What is a potential use of that?
Are you planning to implement operations like taking a subset_of_blocks 
of one file, intersection, union?
If we had hard-links then grouping could be performed on one-block files 
by creating directories.
This is low level, but works.

--Konstantin

Benjamin Reed wrote:

>I think you are saying that the copy never happens because there is never a 
>write that will cause the copy. Copy on write is probably not the correct 
>term both because there is not a write but also in the API I propose you 
>don't really need to make a copy of another file, you are just basically 
>grouping a set of existing blocks into a new file.
>
>The reason I call it copy-on-write is because the data structures used are the 
>same: you have a single block used by a separate file and you have a two 
>files that may both reference a single block but another block in one file is 
>not referenced by another file.
>
>Anyone know a better name for this kind of semantics.
>
>Creating one-block files doesn't help at all. Both because we don't want to 
>deal with a bunch of one-block files and because even if the files are one 
>block you still cannot have that one block referenced by two separate files.
>
>ben
>
>On Lunes 09 Julio 2007, Konstantin Shvachko wrote:
>  
>
>>Copy on write was discussed in HADOOP-334 in the context of periodic
>>checkpointing of the name-space.
>>Other than that I remember a discussion about file clone() operation,
>>which makes a new inode, but uses the
>>same blocks as the original file, which are copied once they are
>>modified or appended.
>>But this functionality would be possible only if we had at least
>>appends. Since hdfs does not support
>>modifications the purpose of COW is going to be only to support grouping
>>of blocks from different
>>(or is it just one?) files.
>>I think it is possible, but very non-possix.
>>And you can always create one-block files and group them in directories
>>instead.
>>
>>--Konstantin
>>
>>Benjamin Reed wrote:
>>    
>>
>>>I need to implement COW for HDFS for a project I'm working on. I
>>>vaguely remember it being discussed before, but I can't find any
>>>threads about it. I wanted to at least check for interest/previous
>>>work before proceeding. Hard links would work for me as well, but they
>>>are harder to implement. I was thinking of adding the following to the
>>>client protocol:
>>>
>>>public void cow(String src, String clientName, boolean overwrite,
>>>LocatedBlocks blocks) throws IOException;
>>>
>>>The call would simply create a new file and populate its contents with
>>>the blocks contained in the LocatedBlocks.
>>>
>>>Apart from fast copies, it also allows fast truncations and extensions
>>>of existing files.
>>>
>>>(This is not a hard link because it is possible that the set of blocks
>>>may not correspond to any other file.)
>>>
>>>Has such a thing been discussed before?
>>>
>>>thanx
>>>ben
>>>      
>>>
>
>
>
>  
>

Re: Copy on write for HDFS

Posted by Owen O'Malley <oo...@yahoo-inc.com>.

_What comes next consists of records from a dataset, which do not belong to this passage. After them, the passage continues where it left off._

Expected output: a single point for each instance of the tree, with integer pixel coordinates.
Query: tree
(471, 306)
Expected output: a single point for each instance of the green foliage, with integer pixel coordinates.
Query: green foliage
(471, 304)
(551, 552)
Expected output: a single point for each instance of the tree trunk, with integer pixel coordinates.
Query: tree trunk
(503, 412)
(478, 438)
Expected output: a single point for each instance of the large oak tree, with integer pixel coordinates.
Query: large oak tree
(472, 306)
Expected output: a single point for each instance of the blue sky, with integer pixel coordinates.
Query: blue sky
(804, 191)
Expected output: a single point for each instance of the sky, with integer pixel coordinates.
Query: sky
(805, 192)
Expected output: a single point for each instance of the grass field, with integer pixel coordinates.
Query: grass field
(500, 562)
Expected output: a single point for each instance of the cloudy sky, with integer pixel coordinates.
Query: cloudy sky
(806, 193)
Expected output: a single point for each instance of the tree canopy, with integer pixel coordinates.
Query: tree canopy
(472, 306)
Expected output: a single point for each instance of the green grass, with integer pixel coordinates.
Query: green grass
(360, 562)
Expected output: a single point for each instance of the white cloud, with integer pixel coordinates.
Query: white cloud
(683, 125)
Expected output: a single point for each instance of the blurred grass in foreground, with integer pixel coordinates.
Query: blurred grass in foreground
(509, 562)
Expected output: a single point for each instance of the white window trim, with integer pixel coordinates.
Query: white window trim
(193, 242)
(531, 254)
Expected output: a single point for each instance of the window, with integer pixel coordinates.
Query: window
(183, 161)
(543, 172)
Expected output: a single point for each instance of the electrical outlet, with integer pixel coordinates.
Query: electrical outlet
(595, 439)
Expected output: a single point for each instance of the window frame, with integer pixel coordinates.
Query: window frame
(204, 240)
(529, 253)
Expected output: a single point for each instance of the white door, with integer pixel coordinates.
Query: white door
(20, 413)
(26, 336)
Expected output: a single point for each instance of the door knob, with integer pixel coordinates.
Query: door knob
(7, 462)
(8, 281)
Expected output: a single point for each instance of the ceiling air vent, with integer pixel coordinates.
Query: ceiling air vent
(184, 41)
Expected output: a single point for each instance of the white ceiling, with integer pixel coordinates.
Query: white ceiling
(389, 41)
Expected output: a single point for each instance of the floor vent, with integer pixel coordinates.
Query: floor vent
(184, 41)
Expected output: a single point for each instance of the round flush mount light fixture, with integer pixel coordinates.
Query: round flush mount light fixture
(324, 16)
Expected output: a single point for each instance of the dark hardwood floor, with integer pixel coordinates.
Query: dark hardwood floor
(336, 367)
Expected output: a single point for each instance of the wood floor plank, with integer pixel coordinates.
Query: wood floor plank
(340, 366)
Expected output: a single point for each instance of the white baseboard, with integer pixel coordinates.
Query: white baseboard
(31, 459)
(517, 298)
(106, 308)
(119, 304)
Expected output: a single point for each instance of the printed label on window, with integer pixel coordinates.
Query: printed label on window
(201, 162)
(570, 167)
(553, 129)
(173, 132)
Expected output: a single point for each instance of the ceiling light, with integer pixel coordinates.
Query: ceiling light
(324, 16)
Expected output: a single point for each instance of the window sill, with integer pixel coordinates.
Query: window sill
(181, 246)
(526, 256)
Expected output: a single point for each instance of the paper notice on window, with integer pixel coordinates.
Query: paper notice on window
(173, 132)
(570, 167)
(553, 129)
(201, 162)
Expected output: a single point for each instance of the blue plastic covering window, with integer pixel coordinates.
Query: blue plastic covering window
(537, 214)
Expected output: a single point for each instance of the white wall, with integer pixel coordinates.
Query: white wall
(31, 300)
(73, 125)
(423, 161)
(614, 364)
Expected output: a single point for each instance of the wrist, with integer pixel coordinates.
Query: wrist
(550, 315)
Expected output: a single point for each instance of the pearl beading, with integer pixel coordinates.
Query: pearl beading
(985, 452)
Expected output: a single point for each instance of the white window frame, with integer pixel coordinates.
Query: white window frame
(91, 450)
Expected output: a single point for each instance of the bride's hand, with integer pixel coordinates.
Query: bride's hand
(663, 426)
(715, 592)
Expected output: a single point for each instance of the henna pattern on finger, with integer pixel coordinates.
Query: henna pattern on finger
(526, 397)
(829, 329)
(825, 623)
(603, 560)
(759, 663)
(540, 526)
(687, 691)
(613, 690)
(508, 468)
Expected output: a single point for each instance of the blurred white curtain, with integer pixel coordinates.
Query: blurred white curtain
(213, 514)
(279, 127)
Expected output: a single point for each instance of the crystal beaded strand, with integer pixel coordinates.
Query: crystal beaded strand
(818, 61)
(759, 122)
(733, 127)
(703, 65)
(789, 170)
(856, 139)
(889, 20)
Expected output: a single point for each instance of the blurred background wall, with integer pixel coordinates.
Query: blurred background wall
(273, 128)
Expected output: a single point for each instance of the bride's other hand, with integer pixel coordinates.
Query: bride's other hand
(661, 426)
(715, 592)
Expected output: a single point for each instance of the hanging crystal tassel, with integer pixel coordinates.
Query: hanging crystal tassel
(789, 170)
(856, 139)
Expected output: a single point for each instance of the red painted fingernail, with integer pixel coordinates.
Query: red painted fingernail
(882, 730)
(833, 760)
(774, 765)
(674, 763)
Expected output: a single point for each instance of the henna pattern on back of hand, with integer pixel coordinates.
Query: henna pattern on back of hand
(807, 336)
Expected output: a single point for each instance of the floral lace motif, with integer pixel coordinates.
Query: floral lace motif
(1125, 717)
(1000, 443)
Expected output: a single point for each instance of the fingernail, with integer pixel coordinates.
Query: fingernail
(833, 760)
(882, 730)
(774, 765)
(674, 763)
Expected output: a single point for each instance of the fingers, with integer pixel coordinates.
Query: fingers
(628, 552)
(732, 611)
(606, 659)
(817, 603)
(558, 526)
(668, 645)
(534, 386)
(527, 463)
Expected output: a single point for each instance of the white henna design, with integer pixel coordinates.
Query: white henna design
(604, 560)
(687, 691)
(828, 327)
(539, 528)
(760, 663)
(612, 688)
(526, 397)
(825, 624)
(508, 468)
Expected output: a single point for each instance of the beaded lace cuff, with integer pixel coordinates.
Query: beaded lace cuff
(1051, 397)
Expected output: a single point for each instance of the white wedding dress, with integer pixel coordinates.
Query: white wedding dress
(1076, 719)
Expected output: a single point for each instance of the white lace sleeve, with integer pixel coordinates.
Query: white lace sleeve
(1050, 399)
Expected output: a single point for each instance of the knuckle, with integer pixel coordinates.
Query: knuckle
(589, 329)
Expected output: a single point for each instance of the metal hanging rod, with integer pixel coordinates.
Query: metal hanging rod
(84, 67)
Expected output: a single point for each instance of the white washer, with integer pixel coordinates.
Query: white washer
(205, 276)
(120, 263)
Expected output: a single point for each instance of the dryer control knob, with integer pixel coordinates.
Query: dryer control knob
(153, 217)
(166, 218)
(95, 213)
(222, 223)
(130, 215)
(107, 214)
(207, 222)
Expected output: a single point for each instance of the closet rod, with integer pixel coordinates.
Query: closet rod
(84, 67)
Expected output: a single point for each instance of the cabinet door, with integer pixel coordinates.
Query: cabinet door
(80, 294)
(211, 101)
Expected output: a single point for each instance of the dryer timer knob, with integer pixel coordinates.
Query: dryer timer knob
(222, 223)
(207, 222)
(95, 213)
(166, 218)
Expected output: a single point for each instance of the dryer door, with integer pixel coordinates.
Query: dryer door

On Jul 15, 2007, at 11:08 PM, Dhruba Borthakur wrote:

> I guess what you are saying is that a block can belong to multiple  
> files.

A better name for the feature would be "clone," I think. And yes, it  
would be a file copy that is cheap since it doesn't involve moving  
any data. It only updates structures on the NameNode.

> 1. File deletion: In the current code, when a file is deleted, all  
> blocks
> belonging to that file are scheduled for deletion. This code has to  
> change
> in such a way that a block gets deleted only if it does not belong  
> to *any*
> file.

There would either need to be a ref count on the blocks or a reverse  
mapping of blocks to sets of files. And yes, you can only delete the  
block if the set of files is empty or the ref count goes to 0. A more  
invasive change is that the desired replication of the block is the  
maximum of the replications of the containing files. I assume that  
means that you would need to stored desired replication on each block  
rather than in the file information.

> 2. race between cow() and delete():  The client invokes cow() with   
> set of
> LocatedBlocks. Since there aren't any client side locks, by the  
> time the
> Namenode processes the cow() command, the original block(s) could  
> have been
> deleted.

The right interface in my opinion is not that you give blocks at all,  
but do the clone at the file level.

void cloneFile(Path source, Path destination) throws IOException

or something. Then the namespace can be locked while the data  
structures are read and modified.

-- Owen

RE: Copy on write for HDFS

Posted by Dhruba Borthakur <dh...@yahoo-inc.com>.

Hi Ben,

I guess what you are saying is that a block can belong to multiple files. If
so, here are some issues of interest:

1. File deletion: In the current code, when a file is deleted, all blocks
belonging to that file are scheduled for deletion. This code has to change
in such a way that a block gets deleted only if it does not belong to *any*
file.

2. race between cow() and delete():  The client invokes cow() with  set of
LocatedBlocks. Since there aren't any client side locks, by the time the
Namenode processes the cow() command, the original block(s) could have been
deleted.

Thanks,
dhruba

-----Original Message-----
From: Benjamin Reed [mailto:breed@yahoo-inc.com] 
Sent: Saturday, July 14, 2007 3:57 AM
To: hadoop-dev@lucene.apache.org
Subject: Re: Copy on write for HDFS

I think you are saying that the copy never happens because there is never a 
write that will cause the copy. Copy on write is probably not the correct 
term both because there is not a write but also in the API I propose you 
don't really need to make a copy of another file, you are just basically 
grouping a set of existing blocks into a new file.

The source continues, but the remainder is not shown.